A World of Impossibilities --DeWese
This is a column about women in the printing industry. I believe that women have far more to contribute than the men in the industry presently allow. I believe that women are, generally, under-recognized and underpaid versus their co-workers who speak in tenor, bass and baritone. Too few females hold senior management positions. Many great ideas go unheard because we live in a man's world. But you know all that. I have written about it before.
My friend and arch nemesis column writer for another magazine, Dick Vinocur, characterizes himself openly as a "babe magnet." "BABE MAGNET?"
Then I saw two gorgeous 30ish to 40ish women sidle up to the 70ish raconteur, who was leaning on his cane and rakishly winking at the beauties inside a casino that we were patronizing out West recently. I, on the other hand, was innocently waiting and feeling all of being 60ish, $10 in hand to tip the valet where Mr. Hotshot Lady's Man had just raked in four figures in cash—which I doubt he will ever remember to report to the Internal Revenue Service.

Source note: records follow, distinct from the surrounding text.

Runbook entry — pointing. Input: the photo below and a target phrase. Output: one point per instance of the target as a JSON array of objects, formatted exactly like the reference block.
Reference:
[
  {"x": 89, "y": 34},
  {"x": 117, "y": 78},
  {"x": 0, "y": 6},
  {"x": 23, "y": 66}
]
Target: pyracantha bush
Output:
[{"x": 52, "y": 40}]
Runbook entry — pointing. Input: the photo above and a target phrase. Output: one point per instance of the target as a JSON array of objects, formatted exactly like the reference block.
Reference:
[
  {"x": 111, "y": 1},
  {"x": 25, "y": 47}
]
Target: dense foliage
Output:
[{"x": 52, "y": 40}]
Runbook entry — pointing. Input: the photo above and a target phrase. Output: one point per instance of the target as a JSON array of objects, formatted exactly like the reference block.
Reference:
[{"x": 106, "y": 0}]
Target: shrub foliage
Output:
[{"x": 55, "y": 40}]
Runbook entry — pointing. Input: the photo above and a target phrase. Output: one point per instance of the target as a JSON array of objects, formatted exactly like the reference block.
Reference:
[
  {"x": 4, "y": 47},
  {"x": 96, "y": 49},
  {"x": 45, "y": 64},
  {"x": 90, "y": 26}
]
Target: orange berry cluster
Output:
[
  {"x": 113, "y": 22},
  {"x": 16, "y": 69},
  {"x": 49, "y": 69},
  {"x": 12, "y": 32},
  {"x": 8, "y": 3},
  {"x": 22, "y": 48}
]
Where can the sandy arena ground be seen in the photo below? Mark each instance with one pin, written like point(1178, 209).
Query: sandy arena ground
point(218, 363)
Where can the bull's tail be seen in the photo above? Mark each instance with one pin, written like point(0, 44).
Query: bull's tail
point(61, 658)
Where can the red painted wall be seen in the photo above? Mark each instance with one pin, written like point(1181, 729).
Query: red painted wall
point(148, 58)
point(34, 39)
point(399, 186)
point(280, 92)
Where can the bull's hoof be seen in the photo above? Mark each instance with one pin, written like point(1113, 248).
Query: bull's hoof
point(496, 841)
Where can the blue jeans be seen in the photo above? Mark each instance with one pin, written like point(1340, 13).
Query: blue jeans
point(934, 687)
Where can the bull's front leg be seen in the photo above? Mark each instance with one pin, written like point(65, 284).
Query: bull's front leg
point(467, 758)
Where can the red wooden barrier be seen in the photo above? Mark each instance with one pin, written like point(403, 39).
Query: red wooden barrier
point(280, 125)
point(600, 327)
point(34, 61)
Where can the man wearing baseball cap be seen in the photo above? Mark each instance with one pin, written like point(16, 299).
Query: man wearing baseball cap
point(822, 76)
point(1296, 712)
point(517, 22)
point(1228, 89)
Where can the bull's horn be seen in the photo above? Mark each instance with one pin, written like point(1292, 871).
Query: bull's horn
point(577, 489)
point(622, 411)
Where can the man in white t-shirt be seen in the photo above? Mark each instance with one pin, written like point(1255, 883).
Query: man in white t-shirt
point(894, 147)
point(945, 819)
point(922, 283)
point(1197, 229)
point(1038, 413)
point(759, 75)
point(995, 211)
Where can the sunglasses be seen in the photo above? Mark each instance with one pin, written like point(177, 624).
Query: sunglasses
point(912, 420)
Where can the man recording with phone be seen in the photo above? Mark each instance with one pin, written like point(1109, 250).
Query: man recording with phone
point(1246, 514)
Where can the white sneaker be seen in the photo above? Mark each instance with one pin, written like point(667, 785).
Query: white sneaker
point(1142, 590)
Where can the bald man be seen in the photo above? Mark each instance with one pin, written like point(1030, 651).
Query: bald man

I will admit his roguish winner's grin probably led to the babes' overture. And, these were not "ladies of the night or the afternoon," since it was about 4 p.m. I'm guessing they were Civics teachers on holiday from the Dubuque school system. The great Vinocur brain—his intellectual "magnetism," instantly and magically wooed them. The man just looks flat smart and exudes the perception that his waters run deep.
Later on, this Dick Vinocur "babe magnet" thing got me to thinking—which always gives me a headache. Dick and I were in Phoenix for the 2005 National Association for Printing Leadership (NAPL) Top Management Conference being held in the enormous and grand J.W. Marriott Resort and Spa.